Monday, October 16, 2006
Easy as ABC
ABC, BBC, CBC. The AB & CBCs; the AB, BB, and CBCs.
The symmetry itself is positively salubrious. What a shame that one of the "partners" may now be under threat, but it's a big maybe.
Mark Scott is the newly annointed great white hope at the head of the Australian Broadcasting Corporation, and is today on record as committing to install checks and balances to ward against the rampant leftism the nominal Australian government broadcaster has become locally famous for.
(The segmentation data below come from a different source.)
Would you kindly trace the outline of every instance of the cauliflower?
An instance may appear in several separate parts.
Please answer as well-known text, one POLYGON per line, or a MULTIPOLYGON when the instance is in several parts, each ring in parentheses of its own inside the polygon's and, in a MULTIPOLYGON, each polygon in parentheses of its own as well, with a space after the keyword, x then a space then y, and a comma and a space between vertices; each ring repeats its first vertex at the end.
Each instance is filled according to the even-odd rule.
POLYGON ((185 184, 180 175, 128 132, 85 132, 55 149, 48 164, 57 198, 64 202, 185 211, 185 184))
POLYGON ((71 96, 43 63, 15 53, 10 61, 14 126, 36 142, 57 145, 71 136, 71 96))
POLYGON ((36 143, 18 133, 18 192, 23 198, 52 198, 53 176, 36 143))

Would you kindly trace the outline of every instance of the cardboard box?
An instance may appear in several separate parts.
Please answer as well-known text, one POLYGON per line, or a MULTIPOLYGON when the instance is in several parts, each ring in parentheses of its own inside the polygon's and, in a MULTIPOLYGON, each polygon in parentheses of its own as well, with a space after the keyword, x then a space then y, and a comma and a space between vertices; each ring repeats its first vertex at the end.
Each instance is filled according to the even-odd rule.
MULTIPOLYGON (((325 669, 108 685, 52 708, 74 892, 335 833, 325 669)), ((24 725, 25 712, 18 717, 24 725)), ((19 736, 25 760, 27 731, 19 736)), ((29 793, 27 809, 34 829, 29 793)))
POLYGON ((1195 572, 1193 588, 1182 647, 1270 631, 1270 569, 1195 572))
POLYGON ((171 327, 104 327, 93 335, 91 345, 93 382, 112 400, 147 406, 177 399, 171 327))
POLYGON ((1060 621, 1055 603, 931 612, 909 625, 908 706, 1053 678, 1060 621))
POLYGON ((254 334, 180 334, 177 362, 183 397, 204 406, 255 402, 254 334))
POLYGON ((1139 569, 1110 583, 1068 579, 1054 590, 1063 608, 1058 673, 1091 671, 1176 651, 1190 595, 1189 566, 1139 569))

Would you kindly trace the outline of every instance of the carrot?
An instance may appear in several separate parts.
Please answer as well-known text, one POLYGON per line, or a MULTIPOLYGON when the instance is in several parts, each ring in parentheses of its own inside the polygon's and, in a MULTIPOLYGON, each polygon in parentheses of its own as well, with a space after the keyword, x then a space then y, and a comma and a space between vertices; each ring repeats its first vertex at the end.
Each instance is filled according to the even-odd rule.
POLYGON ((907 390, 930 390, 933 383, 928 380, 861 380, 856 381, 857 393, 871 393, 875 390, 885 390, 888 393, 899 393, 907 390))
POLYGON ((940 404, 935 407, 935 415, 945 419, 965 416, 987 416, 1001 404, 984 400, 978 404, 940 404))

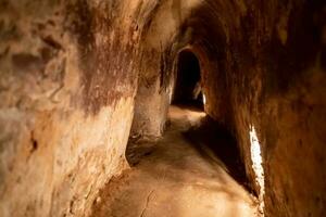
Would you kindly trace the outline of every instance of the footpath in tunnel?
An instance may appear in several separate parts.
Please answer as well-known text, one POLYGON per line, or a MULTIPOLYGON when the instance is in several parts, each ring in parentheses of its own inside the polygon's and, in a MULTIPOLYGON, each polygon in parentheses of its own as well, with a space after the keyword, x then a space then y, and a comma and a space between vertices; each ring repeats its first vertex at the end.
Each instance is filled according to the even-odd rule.
POLYGON ((93 216, 254 217, 255 197, 243 187, 239 159, 222 135, 201 128, 205 114, 171 106, 162 139, 128 145, 131 169, 112 179, 93 205, 93 216), (220 139, 218 139, 220 138, 220 139), (212 149, 214 144, 217 149, 212 149))

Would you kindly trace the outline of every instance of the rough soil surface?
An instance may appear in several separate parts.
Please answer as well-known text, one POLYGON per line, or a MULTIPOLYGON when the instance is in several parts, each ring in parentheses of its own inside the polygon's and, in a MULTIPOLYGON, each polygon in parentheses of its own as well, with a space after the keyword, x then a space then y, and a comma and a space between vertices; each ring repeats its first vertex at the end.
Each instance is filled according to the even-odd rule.
POLYGON ((127 157, 133 167, 102 190, 93 216, 256 216, 256 202, 228 174, 234 171, 227 168, 230 164, 216 156, 218 150, 206 145, 206 138, 198 143, 196 137, 203 131, 200 123, 204 116, 199 111, 172 106, 171 126, 161 140, 129 144, 127 157))

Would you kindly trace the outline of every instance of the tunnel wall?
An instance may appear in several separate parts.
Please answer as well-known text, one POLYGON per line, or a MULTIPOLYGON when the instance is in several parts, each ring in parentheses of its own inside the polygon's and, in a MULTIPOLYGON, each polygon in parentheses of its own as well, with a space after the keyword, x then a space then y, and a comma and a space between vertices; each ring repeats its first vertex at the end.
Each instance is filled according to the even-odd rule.
POLYGON ((250 127, 258 131, 265 216, 323 216, 325 3, 220 1, 192 13, 197 21, 190 24, 205 21, 215 27, 193 36, 208 55, 202 59, 205 111, 238 138, 259 193, 249 140, 250 127))
POLYGON ((322 0, 0 4, 1 216, 87 216, 127 167, 131 122, 136 137, 162 133, 185 47, 255 192, 258 131, 265 216, 325 213, 322 0))
POLYGON ((127 168, 136 3, 0 1, 0 216, 87 216, 127 168))
MULTIPOLYGON (((171 42, 161 43, 163 51, 168 50, 168 64, 185 47, 199 58, 205 111, 237 138, 248 184, 259 194, 249 135, 250 128, 255 128, 265 173, 265 216, 323 216, 325 3, 165 1, 159 12, 165 15, 154 16, 151 26, 156 31, 148 31, 148 38, 159 47, 160 40, 170 36, 171 42), (173 23, 173 28, 163 23, 173 23), (171 34, 171 29, 176 31, 171 34)), ((148 116, 159 119, 152 129, 165 122, 165 117, 158 118, 162 110, 154 103, 161 87, 159 66, 162 64, 151 73, 156 78, 153 89, 140 87, 147 93, 139 99, 152 104, 136 105, 145 111, 137 119, 143 120, 143 126, 151 122, 146 120, 148 116)), ((165 97, 160 106, 166 106, 165 97)))

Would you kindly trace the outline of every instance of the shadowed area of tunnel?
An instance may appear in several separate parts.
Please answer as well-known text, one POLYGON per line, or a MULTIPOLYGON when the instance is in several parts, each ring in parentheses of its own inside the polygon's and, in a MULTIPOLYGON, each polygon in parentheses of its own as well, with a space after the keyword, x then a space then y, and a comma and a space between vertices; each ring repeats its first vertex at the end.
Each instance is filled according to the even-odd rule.
POLYGON ((248 186, 244 165, 235 137, 221 124, 205 116, 200 126, 183 132, 198 153, 211 164, 218 164, 240 184, 254 193, 248 186))
POLYGON ((203 104, 199 60, 188 50, 178 55, 173 104, 192 104, 198 107, 203 104))

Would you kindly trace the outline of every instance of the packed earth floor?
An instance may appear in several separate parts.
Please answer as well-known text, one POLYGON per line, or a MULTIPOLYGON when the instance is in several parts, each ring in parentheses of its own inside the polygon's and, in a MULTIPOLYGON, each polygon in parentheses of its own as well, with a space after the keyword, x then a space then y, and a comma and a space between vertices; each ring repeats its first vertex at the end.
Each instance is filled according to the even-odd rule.
POLYGON ((236 150, 203 112, 171 106, 163 138, 129 142, 131 168, 102 190, 93 216, 259 216, 236 150))

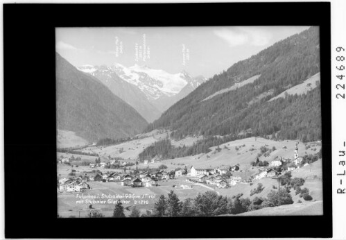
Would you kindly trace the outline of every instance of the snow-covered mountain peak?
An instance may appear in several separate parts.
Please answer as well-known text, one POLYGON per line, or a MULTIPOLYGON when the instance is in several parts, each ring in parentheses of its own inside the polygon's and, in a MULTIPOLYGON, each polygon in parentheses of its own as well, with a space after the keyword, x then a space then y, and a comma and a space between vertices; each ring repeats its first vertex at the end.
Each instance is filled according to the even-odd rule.
POLYGON ((110 67, 87 65, 78 69, 94 76, 103 74, 109 78, 105 81, 107 83, 116 74, 138 87, 149 100, 157 100, 162 96, 173 96, 187 85, 190 85, 193 89, 201 83, 185 70, 177 74, 170 74, 162 69, 154 69, 148 66, 137 64, 130 67, 118 62, 114 62, 110 67))
POLYGON ((78 67, 77 69, 80 71, 82 71, 86 74, 92 74, 96 71, 97 69, 93 65, 85 65, 80 67, 78 67))

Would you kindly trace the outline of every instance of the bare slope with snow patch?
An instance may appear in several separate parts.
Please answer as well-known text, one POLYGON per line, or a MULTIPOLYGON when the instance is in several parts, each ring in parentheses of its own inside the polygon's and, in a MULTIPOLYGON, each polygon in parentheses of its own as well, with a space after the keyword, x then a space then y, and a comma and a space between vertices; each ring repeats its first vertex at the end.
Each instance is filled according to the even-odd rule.
POLYGON ((211 99, 212 98, 214 98, 214 96, 217 96, 217 95, 219 95, 219 94, 224 94, 224 93, 226 93, 226 92, 228 92, 230 91, 232 91, 232 90, 235 90, 237 88, 239 87, 241 87, 247 84, 249 84, 249 83, 252 83, 253 82, 254 82, 255 80, 257 80, 258 78, 259 78, 260 75, 256 75, 256 76, 254 76, 250 78, 248 78, 246 80, 244 80, 242 82, 240 82, 240 83, 236 83, 234 84, 233 86, 230 87, 227 87, 227 88, 225 88, 225 89, 223 89, 222 90, 220 90, 218 92, 216 92, 216 93, 214 93, 214 94, 212 95, 210 95, 209 96, 208 96, 207 98, 203 99, 202 101, 207 101, 207 100, 209 100, 209 99, 211 99))
POLYGON ((286 93, 287 93, 288 95, 306 94, 309 91, 317 87, 317 85, 320 83, 320 78, 321 77, 320 73, 317 73, 316 74, 304 80, 303 83, 298 84, 297 85, 292 87, 287 90, 282 92, 279 95, 273 97, 273 98, 270 98, 268 102, 277 99, 279 98, 284 98, 286 93))

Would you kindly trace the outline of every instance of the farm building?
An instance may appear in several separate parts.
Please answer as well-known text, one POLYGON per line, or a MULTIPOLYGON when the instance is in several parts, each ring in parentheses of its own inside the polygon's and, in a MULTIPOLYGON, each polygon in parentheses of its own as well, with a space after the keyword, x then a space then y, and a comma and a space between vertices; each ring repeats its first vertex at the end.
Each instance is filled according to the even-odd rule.
POLYGON ((149 181, 150 180, 151 180, 151 178, 150 177, 148 177, 148 176, 146 176, 145 178, 141 178, 141 180, 142 182, 148 182, 148 181, 149 181))
POLYGON ((267 171, 266 170, 260 171, 257 174, 254 175, 254 179, 261 179, 267 176, 267 171))
POLYGON ((227 187, 227 182, 224 179, 219 179, 215 181, 216 187, 219 189, 224 189, 227 187))
POLYGON ((234 181, 238 181, 238 182, 241 181, 241 176, 232 176, 231 179, 234 180, 234 181))
POLYGON ((207 182, 207 184, 209 184, 209 185, 213 185, 214 181, 215 181, 215 179, 214 178, 213 176, 210 176, 205 180, 205 182, 207 182))
POLYGON ((142 187, 142 182, 139 178, 135 178, 131 181, 132 187, 142 187))
POLYGON ((198 178, 198 182, 205 182, 205 180, 207 180, 207 178, 208 178, 208 176, 207 175, 201 175, 199 178, 198 178))
POLYGON ((230 185, 231 185, 231 186, 234 186, 234 185, 236 185, 238 182, 239 182, 239 181, 237 181, 237 180, 234 180, 234 179, 231 179, 231 180, 230 180, 230 182, 229 182, 229 184, 230 184, 230 185))
POLYGON ((66 191, 80 191, 80 186, 76 181, 67 185, 66 191))
POLYGON ((268 169, 267 171, 267 177, 268 178, 273 178, 276 175, 276 172, 274 170, 272 169, 268 169))
POLYGON ((216 180, 219 180, 223 178, 223 177, 220 174, 215 174, 213 175, 214 178, 216 180))
POLYGON ((86 182, 80 182, 79 185, 80 189, 90 189, 90 186, 86 182))
POLYGON ((209 175, 209 173, 211 171, 214 172, 214 169, 195 168, 193 166, 192 166, 190 168, 191 175, 193 177, 200 177, 200 176, 204 175, 209 175))
POLYGON ((239 171, 240 167, 239 165, 234 165, 233 166, 231 166, 231 171, 239 171))
POLYGON ((226 174, 226 173, 230 170, 230 166, 220 166, 217 169, 215 169, 215 173, 218 173, 219 174, 226 174))
POLYGON ((66 178, 62 178, 59 179, 59 184, 64 183, 65 182, 68 181, 69 179, 66 178))
POLYGON ((279 160, 273 160, 269 164, 269 166, 279 166, 281 165, 282 165, 282 162, 279 160))
POLYGON ((287 166, 287 171, 293 171, 293 170, 295 170, 297 169, 298 169, 298 166, 297 165, 295 165, 295 164, 292 164, 292 165, 287 166))
POLYGON ((139 178, 145 178, 145 177, 146 177, 146 175, 148 175, 148 174, 149 174, 149 173, 148 173, 148 172, 147 172, 147 171, 144 171, 144 172, 142 172, 142 173, 139 173, 139 178))
POLYGON ((131 175, 130 175, 130 174, 125 174, 124 175, 123 175, 123 178, 128 179, 128 180, 131 180, 131 175))
POLYGON ((64 157, 60 161, 61 161, 61 163, 69 162, 69 159, 67 157, 64 157))
POLYGON ((143 185, 146 187, 157 186, 157 183, 152 179, 145 178, 142 180, 143 185))
POLYGON ((131 180, 128 178, 123 178, 120 180, 122 186, 131 186, 131 180))
POLYGON ((182 175, 182 170, 178 170, 178 171, 175 171, 175 176, 176 177, 180 177, 182 175))
POLYGON ((162 177, 161 178, 161 180, 168 180, 169 175, 168 174, 164 174, 164 175, 162 175, 162 177))

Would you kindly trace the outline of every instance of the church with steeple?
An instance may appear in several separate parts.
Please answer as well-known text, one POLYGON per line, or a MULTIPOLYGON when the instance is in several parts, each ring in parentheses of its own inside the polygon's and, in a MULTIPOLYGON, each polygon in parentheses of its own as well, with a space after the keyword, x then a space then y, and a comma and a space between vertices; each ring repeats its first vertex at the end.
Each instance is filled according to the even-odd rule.
POLYGON ((295 148, 294 151, 294 163, 295 165, 297 165, 297 167, 299 167, 299 164, 300 162, 302 162, 302 157, 299 156, 298 153, 298 143, 297 142, 295 144, 295 148))

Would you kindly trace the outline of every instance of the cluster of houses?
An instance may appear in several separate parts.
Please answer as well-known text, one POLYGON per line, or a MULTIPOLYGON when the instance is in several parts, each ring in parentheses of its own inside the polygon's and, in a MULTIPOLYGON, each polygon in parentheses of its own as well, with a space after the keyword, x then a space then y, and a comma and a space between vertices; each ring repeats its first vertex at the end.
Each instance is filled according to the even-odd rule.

Unlike BC Version A's spiritual parent, the British Broacasting Corporation or even, to a lesser extent, the colonial club comrade Canadian Broadcasting Corporation, the ABC is only locally renowned.
The initialism "ABC" is of course more commonly attributed globally to a private American broadcaster.
Changing the Australian broadcaster's name - to, say, BBCC or BBCA or ABBBC, or perhaps PMB (Poor Man’s Beeb) - would not, of course, solve the root problems it faces. There is the question of 100s of millions of tax payer dollars continuing to support a dubiously relevant anachronism, that's the big one.
Maybe the broadcaster ought to pay its own way. That would mean delivering content designed to attract an audience that is not appallingly small - which would be a huge culture shock at the ABC.
Which begs the question of why the organisation needs to continue to exist at all.
It's not as if the 21st century world is like that of the 1930s, when the ABC was created and when radio - and later television - access were a special thing. It's not as if the ABC can be compared to Telstra. However inefficiently, the latter continues to be the only provider of essential (telecommunications) products and services.
The same can’t be said of the ABC vis-à-vis broadcasting.